Security is a crucial issue for banks and financial institutions. There are a number of international and local regulations created to control specific restrictions and guidelines.
The most popular and detailed regulation is the PCI DSS.
PCI DSS security standard is one of the security standards applied to organizations that handle branded credit cards from major card schemes. This standard is created to increase control of cardholder data and reduce credit card fraud.
International Organization for Standardization (ISO) is also quite active in the sphere of standardizing the payments and IT markets. A large amount of data is stored electronically nowadays and it’s one of the threats for the Banking industry. One of the ISO standards is an information security standard which provides all kind of organizations with a framework for securing confidential and sensitive data.
ISO 27001 certification is a great solution for banking as it identifies security risks, guards confidential information, and lets your clients see that you value their personal information and security. Every precaution can go through ISO 27001. It guarantees bank clients confidentiality and shows that they care for client safety.
ISO 12812 certification refers to building a safe environment for consumers and merchants, promotion of protection mechanisms like fair contract rules, clarification of liability, complaints and dispute resolution.
ISO 12812-5 — use cases and requirements for compatibility of mobile financial services used to make payments to business.
ISO 12812-5 — the document deals with different types of applications used to cover authentication, credentials for banking and payment applications.

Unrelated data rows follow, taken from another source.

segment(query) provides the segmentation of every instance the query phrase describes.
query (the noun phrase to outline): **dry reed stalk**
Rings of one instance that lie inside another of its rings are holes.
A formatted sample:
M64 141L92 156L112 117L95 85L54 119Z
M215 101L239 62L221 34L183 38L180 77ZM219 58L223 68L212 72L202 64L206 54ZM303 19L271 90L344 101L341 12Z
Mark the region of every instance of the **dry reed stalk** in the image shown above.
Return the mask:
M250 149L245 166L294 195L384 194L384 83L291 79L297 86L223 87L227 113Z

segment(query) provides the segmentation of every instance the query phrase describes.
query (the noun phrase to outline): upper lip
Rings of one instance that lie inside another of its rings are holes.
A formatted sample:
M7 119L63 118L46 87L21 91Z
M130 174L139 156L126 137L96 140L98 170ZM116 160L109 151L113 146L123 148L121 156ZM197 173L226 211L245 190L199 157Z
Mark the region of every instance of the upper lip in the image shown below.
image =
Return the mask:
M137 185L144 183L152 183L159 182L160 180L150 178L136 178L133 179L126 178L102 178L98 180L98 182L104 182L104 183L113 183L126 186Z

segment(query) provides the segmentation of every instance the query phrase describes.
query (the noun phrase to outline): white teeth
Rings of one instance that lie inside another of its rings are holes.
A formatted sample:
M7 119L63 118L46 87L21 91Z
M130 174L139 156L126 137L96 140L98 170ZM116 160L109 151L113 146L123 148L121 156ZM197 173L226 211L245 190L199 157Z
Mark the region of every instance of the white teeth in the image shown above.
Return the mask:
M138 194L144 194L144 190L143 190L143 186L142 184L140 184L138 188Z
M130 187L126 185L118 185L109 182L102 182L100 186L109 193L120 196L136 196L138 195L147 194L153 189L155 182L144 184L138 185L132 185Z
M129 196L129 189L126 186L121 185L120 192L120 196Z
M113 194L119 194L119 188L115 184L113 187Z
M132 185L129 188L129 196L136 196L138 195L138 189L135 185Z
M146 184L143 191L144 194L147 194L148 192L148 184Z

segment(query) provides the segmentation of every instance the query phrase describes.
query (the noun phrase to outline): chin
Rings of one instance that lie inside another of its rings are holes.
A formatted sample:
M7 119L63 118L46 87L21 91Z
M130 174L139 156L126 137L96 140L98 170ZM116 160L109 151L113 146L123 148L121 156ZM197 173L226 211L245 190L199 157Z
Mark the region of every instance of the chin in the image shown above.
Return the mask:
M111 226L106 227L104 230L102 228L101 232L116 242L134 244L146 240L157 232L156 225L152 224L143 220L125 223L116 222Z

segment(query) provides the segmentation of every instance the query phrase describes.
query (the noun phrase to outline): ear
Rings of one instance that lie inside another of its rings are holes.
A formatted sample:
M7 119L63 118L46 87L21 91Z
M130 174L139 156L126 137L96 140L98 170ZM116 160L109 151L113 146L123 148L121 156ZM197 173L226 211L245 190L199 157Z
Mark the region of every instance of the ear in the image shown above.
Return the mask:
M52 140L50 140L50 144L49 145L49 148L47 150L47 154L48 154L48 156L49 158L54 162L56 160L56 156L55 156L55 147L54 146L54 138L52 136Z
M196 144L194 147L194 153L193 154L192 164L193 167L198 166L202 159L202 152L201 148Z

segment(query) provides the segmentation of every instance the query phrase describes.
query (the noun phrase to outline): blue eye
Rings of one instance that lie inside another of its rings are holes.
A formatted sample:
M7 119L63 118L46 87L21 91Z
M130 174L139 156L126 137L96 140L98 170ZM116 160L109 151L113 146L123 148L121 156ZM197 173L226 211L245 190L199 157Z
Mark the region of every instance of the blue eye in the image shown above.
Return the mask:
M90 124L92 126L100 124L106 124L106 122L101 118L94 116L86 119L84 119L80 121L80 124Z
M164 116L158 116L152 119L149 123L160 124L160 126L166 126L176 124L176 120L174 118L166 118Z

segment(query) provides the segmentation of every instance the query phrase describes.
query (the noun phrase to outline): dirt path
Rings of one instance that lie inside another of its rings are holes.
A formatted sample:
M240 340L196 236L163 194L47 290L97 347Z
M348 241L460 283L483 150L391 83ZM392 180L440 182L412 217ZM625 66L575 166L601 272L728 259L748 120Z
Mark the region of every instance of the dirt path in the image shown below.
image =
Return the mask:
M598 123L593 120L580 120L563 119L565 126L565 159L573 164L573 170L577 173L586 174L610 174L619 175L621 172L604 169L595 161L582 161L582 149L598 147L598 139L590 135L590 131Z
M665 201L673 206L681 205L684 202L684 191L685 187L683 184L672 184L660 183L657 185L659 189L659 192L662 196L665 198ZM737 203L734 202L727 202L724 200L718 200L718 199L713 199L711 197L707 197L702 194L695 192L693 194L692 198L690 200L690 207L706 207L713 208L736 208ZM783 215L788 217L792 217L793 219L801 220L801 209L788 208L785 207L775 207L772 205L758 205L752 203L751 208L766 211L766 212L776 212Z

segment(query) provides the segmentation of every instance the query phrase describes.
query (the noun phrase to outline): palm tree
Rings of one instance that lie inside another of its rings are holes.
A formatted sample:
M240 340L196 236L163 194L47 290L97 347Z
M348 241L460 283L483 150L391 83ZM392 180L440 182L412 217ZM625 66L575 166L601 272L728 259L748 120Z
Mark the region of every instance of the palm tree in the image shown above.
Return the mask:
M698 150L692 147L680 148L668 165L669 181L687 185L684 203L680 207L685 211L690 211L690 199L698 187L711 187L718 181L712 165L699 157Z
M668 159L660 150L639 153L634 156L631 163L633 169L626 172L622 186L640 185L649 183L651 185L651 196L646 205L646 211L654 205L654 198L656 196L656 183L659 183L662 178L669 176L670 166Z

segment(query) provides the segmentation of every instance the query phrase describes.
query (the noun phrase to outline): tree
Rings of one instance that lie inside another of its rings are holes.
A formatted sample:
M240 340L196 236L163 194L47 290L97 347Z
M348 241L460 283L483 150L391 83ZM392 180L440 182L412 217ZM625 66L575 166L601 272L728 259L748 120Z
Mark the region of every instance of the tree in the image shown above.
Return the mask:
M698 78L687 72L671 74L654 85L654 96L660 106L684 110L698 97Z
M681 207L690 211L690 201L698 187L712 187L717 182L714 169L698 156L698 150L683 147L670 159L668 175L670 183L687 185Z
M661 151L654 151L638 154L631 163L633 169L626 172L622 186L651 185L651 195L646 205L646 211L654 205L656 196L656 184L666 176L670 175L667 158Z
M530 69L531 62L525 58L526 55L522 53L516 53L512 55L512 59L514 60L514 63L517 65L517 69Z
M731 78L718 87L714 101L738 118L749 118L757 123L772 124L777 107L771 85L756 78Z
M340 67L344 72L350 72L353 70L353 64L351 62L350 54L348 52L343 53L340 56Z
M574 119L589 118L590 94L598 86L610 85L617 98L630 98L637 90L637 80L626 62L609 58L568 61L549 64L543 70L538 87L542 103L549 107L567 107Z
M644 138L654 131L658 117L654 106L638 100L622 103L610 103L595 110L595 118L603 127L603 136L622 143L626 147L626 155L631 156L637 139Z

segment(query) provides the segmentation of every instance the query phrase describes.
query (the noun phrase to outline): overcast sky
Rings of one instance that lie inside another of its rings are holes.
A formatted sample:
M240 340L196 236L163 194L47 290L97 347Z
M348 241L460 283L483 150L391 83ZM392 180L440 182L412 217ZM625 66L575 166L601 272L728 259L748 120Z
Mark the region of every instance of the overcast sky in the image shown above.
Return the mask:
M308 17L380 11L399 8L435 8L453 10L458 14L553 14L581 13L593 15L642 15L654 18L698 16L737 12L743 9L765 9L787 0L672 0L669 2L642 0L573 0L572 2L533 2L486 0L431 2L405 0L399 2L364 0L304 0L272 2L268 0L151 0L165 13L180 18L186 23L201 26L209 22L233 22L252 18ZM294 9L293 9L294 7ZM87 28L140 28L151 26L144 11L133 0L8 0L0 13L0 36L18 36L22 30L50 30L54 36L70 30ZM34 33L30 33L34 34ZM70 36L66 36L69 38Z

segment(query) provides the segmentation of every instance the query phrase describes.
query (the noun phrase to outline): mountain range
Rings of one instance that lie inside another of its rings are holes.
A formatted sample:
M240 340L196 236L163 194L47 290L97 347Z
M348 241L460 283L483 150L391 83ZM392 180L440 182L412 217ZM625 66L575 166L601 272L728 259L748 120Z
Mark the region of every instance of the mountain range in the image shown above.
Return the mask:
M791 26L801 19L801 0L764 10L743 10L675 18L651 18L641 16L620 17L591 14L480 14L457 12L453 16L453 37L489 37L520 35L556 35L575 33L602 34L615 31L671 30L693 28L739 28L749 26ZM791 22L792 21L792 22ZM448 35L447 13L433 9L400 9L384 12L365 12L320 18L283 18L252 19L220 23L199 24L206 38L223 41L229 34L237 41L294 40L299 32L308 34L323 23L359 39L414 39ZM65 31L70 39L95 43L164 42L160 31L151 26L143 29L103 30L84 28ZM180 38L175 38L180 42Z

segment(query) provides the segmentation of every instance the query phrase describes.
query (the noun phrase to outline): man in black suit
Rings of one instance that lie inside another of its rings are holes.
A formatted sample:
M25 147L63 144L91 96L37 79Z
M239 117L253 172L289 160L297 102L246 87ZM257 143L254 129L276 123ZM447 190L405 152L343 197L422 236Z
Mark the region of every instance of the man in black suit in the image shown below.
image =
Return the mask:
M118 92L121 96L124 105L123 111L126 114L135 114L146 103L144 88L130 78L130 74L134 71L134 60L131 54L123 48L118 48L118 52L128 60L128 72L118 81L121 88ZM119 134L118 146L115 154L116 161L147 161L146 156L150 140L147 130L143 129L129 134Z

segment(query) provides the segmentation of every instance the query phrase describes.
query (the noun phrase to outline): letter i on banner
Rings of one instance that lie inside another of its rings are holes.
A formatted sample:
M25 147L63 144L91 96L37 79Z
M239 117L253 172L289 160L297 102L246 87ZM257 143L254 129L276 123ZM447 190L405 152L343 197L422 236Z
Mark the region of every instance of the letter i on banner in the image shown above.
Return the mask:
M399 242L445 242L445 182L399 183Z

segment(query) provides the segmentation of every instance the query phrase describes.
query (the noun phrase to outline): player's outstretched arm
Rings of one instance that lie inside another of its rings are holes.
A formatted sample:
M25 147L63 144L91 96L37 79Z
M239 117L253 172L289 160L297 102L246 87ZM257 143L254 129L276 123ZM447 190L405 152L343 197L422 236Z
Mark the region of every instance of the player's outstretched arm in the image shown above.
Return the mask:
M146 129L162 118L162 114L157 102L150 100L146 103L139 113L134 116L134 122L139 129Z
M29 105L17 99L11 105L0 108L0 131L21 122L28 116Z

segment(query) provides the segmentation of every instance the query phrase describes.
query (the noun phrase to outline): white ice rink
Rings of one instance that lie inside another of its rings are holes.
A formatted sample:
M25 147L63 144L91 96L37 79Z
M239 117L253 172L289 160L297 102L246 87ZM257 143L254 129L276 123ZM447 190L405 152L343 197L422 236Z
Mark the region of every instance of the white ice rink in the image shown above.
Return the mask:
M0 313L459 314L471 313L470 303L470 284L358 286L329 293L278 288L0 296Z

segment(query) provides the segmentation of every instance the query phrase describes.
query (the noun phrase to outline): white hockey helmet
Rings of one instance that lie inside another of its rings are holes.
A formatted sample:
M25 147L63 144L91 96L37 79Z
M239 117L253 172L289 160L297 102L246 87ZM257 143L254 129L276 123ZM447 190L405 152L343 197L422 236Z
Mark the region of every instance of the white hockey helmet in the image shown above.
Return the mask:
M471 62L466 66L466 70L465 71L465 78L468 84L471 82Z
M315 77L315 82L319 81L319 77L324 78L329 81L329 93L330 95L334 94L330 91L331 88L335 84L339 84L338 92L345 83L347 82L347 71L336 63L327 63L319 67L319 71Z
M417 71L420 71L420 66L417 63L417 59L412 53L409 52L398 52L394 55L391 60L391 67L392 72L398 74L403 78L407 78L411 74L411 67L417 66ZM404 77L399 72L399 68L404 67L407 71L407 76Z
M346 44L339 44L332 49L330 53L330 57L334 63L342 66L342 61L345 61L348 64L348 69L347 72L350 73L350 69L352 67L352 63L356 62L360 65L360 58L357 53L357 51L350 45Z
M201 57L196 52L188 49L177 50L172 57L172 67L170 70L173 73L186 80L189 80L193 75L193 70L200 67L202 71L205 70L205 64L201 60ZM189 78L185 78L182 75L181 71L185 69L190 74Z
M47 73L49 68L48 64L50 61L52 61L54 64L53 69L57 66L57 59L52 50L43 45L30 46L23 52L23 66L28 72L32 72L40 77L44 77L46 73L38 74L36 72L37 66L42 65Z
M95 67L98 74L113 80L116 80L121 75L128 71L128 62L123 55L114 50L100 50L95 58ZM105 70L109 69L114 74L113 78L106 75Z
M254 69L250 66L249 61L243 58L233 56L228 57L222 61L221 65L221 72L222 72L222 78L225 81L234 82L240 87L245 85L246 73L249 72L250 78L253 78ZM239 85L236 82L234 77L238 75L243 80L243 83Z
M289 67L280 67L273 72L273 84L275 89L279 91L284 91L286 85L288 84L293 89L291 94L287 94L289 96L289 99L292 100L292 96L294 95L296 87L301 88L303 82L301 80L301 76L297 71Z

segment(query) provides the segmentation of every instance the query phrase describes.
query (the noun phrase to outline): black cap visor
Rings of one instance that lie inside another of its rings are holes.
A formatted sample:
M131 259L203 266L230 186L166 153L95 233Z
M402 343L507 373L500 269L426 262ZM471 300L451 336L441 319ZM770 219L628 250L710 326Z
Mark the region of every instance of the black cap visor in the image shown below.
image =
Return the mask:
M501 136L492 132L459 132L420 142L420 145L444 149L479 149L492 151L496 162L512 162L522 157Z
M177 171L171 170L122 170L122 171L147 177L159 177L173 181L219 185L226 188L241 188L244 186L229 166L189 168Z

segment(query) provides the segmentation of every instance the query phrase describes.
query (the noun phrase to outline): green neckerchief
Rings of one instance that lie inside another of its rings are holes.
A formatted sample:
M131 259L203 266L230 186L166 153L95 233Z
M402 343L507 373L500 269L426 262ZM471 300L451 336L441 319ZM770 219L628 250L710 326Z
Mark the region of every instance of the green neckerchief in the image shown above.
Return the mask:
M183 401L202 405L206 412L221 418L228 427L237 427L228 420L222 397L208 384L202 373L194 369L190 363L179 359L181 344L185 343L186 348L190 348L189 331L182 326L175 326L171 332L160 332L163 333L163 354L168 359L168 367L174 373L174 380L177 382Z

With security standards requirements for financial institutions, SDK.finance, being a technical provider, clearly, understands the importance of it and provides a product which fits major security standards in the payment sphere. It allows assuring our clients that, using our technology, they can successfully pass certification and licensing.
How do we follow security standards?
During the development process, we use all the best practices and methods of ensuring security layers at all stages — from starting from developing the source code to supporting the infrastructure of ongoing projects.
Each new version of the project is automatically audited by the OWASP ZAP and system, which allows us to identify potential vulnerabilities of the infrastructure at an early stage.
- Storage of critical users data meets PCI DSS requirements.
- All communication and data exchange is done using strong encryption SSL certificates.
- The source code is checked by active and passive source code analysis tools such as SonarQube & Lapse +
- Monitoring of logs infrastructure, servers, databases, and application servers is provided by Logentries or other services (Nagios, Zabbix) according to consumer preference.